1.node_classfication

对于节点分类的任务,GAT的得分是0.765,GCN的得分是0.779。
不同的层数和不同的out_channels通过更改hidden_channels_list的数值。
GAT更改为GCN

2.edge_classification
由于之前的学习已经保存了"Cora"数据集,所以将Planetoild中的路径修改。
修改数据保存路径

参考代码
<code: node_classification.ipynb>

import os.path as osp

import torch
import torch.nn.functional as F
from torch_geometric.data import (InMemoryDataset, download_url)
from torch_geometric.nn import GATConv, Sequential
from torch_geometric.transforms import NormalizeFeatures
from torch_geometric.io import read_planetoid_data
from torch.nn import Linear, ReLU

class PlanetoidPubMed(InMemoryDataset):
    r"""The citation network datasets "PubMed" from the
    `"Revisiting Semi-Supervised Learning with Graph Embeddings"
    <https://arxiv.org/abs/1603.08861>`_ paper.
    Nodes represent documents and edges represent citation links.
    Training, validation and test splits are given by binary masks.

    Args:
        root (string): Root directory where the dataset should be saved.
        split (string): The type of dataset split
            (:obj:`"public"`, :obj:`"full"`, :obj:`"random"`).
            If set to :obj:`"public"`, the split will be the public fixed split
            from the
            `"Revisiting Semi-Supervised Learning with Graph Embeddings"
            <https://arxiv.org/abs/1603.08861>`_ paper.
            If set to :obj:`"full"`, all nodes except those in the validation
            and test sets will be used for training (as in the
            `"FastGCN: Fast Learning with Graph Convolutional Networks via
            Importance Sampling" <https://arxiv.org/abs/1801.10247>`_ paper).
            If set to :obj:`"random"`, train, validation, and test sets will be
            randomly generated, according to :obj:`num_train_per_class`,
            :obj:`num_val` and :obj:`num_test`. (default: :obj:`"public"`)
        num_train_per_class (int, optional): The number of training samples
            per class in case of :obj:`"random"` split. (default: :obj:`20`)
        num_val (int, optional): The number of validation samples in case of
            :obj:`"random"` split. (default: :obj:`500`)
        num_test (int, optional): The number of test samples in case of
            :obj:`"random"` split. (default: :obj:`1000`)
        transform (callable, optional): A function/transform that takes in an
            :obj:`torch_geometric.data.Data` object and returns a transformed
            version. The data object will be transformed before every access.
            (default: :obj:`None`)
        pre_transform (callable, optional): A function/transform that takes in
            an :obj:`torch_geometric.data.Data` object and returns a
            transformed version. The data object will be transformed before
            being saved to disk. (default: :obj:`None`)
    """

    url = 'https://github.com/kimiyoung/planetoid/raw/master/data'

    def __init__(self, root, split="public", num_train_per_class=20,
                 num_val=500, num_test=1000, transform=None,
                 pre_transform=None):

        super(PlanetoidPubMed, self).__init__(root, transform, pre_transform)
        self.data, self.slices = torch.load(self.processed_paths[0])

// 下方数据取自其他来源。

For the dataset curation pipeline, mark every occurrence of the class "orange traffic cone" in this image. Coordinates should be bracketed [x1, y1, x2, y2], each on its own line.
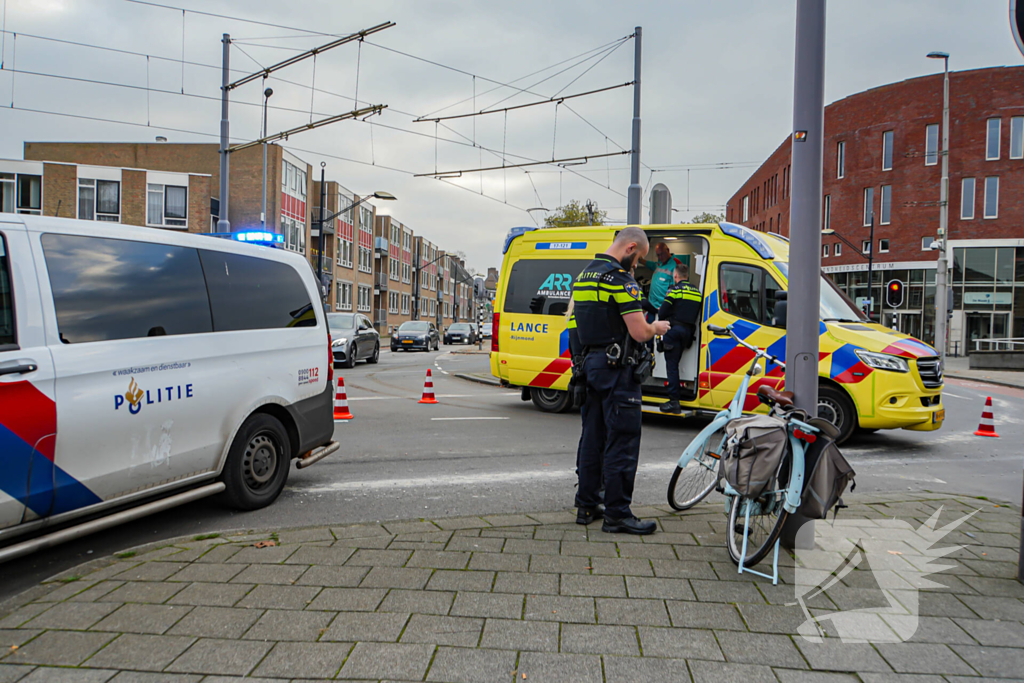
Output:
[334, 375, 353, 420]
[417, 368, 437, 403]
[974, 396, 998, 437]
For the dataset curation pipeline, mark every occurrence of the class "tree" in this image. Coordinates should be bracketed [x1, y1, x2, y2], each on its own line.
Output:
[544, 200, 608, 227]
[690, 211, 725, 223]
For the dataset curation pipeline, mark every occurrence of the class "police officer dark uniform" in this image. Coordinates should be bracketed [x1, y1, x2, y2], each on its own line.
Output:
[569, 227, 669, 533]
[657, 263, 702, 414]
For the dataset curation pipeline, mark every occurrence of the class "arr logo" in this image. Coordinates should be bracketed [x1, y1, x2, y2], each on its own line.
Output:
[541, 272, 572, 292]
[114, 377, 193, 415]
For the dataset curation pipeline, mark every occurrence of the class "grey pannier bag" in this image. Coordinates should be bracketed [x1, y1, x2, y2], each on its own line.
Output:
[722, 415, 788, 498]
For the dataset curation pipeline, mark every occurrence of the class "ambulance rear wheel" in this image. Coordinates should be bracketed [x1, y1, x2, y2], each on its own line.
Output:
[220, 413, 292, 510]
[529, 387, 572, 413]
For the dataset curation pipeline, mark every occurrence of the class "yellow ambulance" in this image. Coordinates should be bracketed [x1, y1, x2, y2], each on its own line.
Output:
[490, 222, 945, 440]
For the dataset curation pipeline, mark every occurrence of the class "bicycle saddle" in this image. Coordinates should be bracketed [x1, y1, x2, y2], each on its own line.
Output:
[758, 384, 794, 408]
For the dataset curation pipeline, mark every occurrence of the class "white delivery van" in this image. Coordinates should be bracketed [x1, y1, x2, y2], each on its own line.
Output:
[0, 214, 338, 556]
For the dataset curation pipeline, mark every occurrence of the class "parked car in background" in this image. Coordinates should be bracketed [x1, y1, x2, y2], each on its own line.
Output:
[391, 321, 441, 351]
[327, 313, 381, 368]
[444, 323, 476, 344]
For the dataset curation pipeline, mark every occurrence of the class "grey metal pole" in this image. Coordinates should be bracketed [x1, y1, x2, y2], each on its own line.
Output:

        self.split = split
        assert self.split in ['public', 'full', 'random']

        if split == 'full':
            data = self.get(0)
            data.train_mask.fill_(True)
            data.train_mask[data.val_mask | data.test_mask] = False
            self.data, self.slices = self.collate([data])

        elif split == 'random':
            data = self.get(0)
            data.train_mask.fill_(False)
            for c in range(self.num_classes):
                idx = (data.y == c).nonzero(as_tuple=False).view(-1)
                idx = idx[torch.randperm(idx.size(0))[:num_train_per_class]]
                data.train_mask[idx] = True

            remaining = (~data.train_mask).nonzero(as_tuple=False).view(-1)
            remaining = remaining[torch.randperm(remaining.size(0))]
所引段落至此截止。